[Distutils] Building Python extensions on 64-bit Windows using the SDK compilers

Paul Moore p.f.moore at gmail.com
Wed Sep 24 20:49:21 CEST 2014


On 24 September 2014 17:24, Chris Barker <chris.barker at noaa.gov> wrote:
> Thanks -- that would be great. But really, why is this so hard? Win64 is
> essentially One platform, and the freely available SDK is ONE compiler
> environment.

If only that were true :-)

What I've found is:

1. Different SDKs are needed for Python 2.7 and 3.3+ (the VS2008/VS2010 split)
2. The v7.0 SDK (Python 2.7) is a bit of a beast to install correctly
- I managed to trash a VM by installing the x86 one when I should have
installed the x64 one.
3. There are bugs in the SDK - the setenv script for v7.0 needs fixes
or it fails.

Agreed, it should be easy.

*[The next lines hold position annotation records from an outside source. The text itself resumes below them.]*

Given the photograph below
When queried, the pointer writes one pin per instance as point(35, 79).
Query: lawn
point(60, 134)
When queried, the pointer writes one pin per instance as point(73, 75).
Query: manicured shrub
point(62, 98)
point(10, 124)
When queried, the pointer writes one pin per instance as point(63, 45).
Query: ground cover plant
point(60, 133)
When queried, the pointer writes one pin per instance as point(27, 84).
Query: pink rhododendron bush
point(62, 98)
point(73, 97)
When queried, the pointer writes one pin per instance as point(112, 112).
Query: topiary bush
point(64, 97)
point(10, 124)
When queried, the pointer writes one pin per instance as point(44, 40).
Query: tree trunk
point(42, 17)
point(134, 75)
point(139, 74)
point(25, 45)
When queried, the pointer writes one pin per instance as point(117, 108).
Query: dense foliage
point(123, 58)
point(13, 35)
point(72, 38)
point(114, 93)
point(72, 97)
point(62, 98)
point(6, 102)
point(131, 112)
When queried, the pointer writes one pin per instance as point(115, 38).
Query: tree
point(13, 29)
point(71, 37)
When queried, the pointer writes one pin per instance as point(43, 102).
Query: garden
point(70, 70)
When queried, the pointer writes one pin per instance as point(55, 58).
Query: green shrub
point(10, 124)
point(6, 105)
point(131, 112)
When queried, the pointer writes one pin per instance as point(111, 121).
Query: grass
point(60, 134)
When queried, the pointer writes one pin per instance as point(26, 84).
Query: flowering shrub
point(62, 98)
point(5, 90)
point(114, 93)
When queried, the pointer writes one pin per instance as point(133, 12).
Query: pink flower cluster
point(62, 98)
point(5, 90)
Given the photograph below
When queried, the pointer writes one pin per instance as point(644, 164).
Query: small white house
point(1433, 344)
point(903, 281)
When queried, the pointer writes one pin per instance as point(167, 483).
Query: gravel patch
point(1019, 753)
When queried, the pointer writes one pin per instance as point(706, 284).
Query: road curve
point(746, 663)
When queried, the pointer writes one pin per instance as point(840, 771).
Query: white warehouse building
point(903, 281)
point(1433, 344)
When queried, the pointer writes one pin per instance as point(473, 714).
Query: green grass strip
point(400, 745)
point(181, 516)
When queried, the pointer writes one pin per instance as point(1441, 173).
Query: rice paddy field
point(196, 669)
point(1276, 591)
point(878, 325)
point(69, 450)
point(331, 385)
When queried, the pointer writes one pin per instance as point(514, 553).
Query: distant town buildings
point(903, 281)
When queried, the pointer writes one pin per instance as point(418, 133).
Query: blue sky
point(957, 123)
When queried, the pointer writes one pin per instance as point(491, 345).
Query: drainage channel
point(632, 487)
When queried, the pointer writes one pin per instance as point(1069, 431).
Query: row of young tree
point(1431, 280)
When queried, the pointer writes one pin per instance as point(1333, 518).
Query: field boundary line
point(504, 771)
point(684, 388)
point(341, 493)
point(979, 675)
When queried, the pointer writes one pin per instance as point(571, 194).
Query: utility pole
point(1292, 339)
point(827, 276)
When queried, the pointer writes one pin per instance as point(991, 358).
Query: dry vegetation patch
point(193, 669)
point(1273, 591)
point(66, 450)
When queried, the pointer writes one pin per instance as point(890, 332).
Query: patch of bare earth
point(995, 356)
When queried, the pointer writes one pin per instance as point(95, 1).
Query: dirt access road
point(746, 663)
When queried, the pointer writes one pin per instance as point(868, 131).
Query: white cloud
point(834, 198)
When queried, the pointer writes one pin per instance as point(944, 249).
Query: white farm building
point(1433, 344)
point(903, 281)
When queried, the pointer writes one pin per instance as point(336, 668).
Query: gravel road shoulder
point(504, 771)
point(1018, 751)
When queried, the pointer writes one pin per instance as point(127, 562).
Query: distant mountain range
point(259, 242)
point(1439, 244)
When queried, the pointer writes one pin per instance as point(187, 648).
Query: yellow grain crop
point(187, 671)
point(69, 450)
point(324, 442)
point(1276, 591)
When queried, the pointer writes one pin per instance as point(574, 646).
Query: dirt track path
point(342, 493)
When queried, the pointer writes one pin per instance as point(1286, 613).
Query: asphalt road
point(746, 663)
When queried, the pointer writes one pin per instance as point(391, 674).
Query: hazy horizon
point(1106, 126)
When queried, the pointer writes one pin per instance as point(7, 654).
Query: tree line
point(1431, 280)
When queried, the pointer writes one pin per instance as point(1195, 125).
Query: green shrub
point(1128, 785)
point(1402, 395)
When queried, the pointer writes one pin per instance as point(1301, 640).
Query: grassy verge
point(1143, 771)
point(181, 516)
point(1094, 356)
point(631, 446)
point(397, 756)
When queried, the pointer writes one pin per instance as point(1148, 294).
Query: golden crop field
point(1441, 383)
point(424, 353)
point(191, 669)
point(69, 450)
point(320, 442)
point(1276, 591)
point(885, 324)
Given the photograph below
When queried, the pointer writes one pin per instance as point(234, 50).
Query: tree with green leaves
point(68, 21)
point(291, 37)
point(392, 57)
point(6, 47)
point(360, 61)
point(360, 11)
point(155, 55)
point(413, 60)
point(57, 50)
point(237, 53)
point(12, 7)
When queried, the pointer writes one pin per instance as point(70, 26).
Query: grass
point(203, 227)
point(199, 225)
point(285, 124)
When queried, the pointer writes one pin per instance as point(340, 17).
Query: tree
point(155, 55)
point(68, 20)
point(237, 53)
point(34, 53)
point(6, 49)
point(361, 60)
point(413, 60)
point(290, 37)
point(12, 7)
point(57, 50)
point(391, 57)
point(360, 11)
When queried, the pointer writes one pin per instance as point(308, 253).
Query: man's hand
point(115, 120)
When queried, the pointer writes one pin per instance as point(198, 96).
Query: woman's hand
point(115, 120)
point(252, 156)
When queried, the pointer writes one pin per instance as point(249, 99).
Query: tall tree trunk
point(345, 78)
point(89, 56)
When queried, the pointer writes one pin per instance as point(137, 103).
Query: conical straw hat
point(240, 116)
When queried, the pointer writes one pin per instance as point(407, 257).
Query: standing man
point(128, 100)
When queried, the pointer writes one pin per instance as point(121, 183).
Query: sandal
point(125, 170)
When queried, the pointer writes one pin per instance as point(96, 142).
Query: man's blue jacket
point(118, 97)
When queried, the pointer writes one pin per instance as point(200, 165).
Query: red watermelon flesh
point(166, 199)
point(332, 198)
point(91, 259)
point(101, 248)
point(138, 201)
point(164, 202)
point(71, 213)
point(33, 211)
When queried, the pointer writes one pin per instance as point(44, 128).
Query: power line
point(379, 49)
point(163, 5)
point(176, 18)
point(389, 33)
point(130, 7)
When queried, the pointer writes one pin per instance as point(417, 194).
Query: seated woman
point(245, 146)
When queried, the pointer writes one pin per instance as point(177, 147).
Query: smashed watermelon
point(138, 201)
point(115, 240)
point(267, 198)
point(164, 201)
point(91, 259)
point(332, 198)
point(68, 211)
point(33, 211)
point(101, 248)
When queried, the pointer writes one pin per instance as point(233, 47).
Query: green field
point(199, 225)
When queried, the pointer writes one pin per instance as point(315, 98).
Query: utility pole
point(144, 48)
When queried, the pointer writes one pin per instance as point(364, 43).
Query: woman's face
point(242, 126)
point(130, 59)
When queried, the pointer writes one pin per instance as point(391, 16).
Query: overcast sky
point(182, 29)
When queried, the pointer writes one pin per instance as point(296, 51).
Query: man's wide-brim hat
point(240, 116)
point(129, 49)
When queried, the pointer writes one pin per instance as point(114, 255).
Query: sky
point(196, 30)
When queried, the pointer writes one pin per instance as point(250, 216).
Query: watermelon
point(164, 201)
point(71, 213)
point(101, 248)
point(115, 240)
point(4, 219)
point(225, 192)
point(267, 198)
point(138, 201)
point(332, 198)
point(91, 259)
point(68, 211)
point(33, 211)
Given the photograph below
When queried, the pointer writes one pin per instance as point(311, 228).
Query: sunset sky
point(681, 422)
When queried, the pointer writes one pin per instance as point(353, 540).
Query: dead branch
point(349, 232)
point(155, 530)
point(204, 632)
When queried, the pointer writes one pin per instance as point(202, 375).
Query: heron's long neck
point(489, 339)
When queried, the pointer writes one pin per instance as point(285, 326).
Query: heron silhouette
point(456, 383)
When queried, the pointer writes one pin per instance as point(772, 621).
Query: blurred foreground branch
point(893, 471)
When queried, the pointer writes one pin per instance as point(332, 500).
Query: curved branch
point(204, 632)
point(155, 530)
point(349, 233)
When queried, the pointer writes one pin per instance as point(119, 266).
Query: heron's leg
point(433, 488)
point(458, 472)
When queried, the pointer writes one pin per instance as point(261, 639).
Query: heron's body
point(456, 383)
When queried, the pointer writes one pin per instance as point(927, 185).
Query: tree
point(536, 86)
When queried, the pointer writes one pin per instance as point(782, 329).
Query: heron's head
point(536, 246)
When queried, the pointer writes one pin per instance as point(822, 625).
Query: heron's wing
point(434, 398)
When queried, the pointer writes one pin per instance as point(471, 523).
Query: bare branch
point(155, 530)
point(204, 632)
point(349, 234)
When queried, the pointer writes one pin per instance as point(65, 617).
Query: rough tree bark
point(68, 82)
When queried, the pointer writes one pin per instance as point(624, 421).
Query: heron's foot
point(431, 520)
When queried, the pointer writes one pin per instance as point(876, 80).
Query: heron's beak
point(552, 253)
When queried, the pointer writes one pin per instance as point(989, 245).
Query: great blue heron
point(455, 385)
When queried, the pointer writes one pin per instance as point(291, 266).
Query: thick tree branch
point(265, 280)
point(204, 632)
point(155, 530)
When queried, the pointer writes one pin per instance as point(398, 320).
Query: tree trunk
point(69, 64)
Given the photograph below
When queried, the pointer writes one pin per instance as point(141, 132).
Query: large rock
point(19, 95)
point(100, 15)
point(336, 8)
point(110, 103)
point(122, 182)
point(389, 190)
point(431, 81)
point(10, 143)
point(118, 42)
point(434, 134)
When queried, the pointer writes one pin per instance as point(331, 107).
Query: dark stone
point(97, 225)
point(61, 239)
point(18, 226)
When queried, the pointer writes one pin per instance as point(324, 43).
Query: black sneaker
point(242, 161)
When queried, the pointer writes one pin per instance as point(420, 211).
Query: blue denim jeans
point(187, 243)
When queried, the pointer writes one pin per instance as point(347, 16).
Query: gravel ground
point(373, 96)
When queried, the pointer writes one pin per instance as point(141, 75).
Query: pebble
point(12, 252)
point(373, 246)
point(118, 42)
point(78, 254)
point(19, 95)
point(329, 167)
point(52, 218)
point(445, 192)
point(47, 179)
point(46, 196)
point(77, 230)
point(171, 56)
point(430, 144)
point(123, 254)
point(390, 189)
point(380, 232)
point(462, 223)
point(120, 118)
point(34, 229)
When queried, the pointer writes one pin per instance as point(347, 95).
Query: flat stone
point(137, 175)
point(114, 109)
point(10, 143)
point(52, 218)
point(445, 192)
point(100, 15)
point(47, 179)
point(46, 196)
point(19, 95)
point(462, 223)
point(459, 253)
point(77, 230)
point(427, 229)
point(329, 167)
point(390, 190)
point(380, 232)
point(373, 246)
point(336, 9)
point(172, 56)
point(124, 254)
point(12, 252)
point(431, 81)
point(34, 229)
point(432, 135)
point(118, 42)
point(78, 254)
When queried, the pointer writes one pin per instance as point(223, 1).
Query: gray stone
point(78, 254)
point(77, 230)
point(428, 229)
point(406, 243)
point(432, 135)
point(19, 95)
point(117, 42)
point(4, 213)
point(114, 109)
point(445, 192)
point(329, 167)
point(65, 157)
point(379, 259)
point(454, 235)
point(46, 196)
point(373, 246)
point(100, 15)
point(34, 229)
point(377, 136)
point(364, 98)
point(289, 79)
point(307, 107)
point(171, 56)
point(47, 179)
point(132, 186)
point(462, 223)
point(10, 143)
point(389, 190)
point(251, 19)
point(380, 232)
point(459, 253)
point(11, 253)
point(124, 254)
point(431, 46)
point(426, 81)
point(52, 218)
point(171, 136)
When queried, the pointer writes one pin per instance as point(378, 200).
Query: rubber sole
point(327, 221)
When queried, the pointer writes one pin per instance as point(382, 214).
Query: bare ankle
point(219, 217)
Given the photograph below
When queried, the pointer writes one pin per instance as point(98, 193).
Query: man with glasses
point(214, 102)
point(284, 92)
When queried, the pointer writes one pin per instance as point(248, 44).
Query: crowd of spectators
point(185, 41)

And indeed, it is if you have the full
Visual Studio. But when Python 2.7 came out, the freely available MS
tools were distinctly less convenient to use, and that shows.

It's getting a lot better, and once we start using MSVC 2012 or later
(i.e., Python 3.5+), the express editions include 64-bit support out
of the box, which makes most of the problems go away.